A particle moves half the time of its journey with u. The rest of the half time it moves with two velocities ${V_1}$​ and ${V_2}$​ such that half the distance it covers with ​${V_1}$ and the other half with ${V_2}$​. Find the net average velocity. Assume straight line motion.

Answer 1

Hint: Velocity is rate of change of displacement with respect to the time. For a particular path we can define instantaneous velocity and average velocity. Velocity at a particular time instant is called instantaneous velocity and velocity over a certain duration of time is average velocity. Hence average velocity is total displacement upon time. Since particles are moving in straight line distance and displacement are the same.

Formula used:
${\text{Average velocity = }}\dfrac{{{\text{total displacement}}}}{{{\text{total time}}}}$
${\text{distance = speed x total time}}$
$S = ut$

Complete step-by-step answer:
Let us assume total time of travel be 2t.
In the first half time period it had travelled ‘S’ distance. Its velocity is given as ‘u’ as path is straight line this will be its speed too
Speed is the total distance travelled(S) in given time interval(t) and we have formula which relates speed, total distance travelled, time which is $S = ut$

Let the rest of the distance be 2d. Let us assume It had covered first ‘d’ distance in ${t_1}$ seconds with velocity ${V_1}$ and next ‘d’ distance in ${t_2}$ seconds with velocity ${V_2}$
We have
${t_1} = \dfrac{d}{{{V_1}}}$
${t_2} = \dfrac{d}{{{V_2}}}$
And ${t_1} + {t_2} = t$
i.e ${t_{}} = \dfrac{d}{{{V_1}}} + \dfrac{d}{{{V_2}}}$ that gives us $2d = \dfrac{{2{V_1}{V_2}t}}{{{V_1} + {V_2}}}$
Average velocity = total displacement/total time
Total displacement = S+2d = $ut + \dfrac{{2{V_1}{V_2}t}}{{{V_1} + {V_2}}}$
Total time is 2t
Now net average velocity will be $\dfrac{{ut + \dfrac{{2{V_1}{V_2}t}}{{{V_1} + {V_2}}}}}{{2t}} = \dfrac{{u({V_1} + {V_2}) + 2{V_1}{V_2}}}{{2({V_1} + {V_2})}}$
Hence answer will be $\dfrac{{u({V_1} + {V_2}) + 2{V_1}{V_2}}}{{2({V_1} + {V_2})}}$

Additional Information: If a body is travelling in a straight path without reversing its direction then instantaneous velocity of that body will be equal to average velocity at every instant of its travel. Then we call distance and displacement equal.

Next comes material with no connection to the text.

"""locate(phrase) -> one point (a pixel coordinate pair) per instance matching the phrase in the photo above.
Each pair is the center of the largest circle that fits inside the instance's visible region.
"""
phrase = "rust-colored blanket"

Note: Here total time travelled is divided into two halves and particle travelled with different velocities and we are asked to find out net average velocity while some times total distance travelled is divided into two halves and we will be asked to find out average velocity then we should follow the method of finding total time it travelled in terms of distance(as we know distance) and substitute in average velocity formula.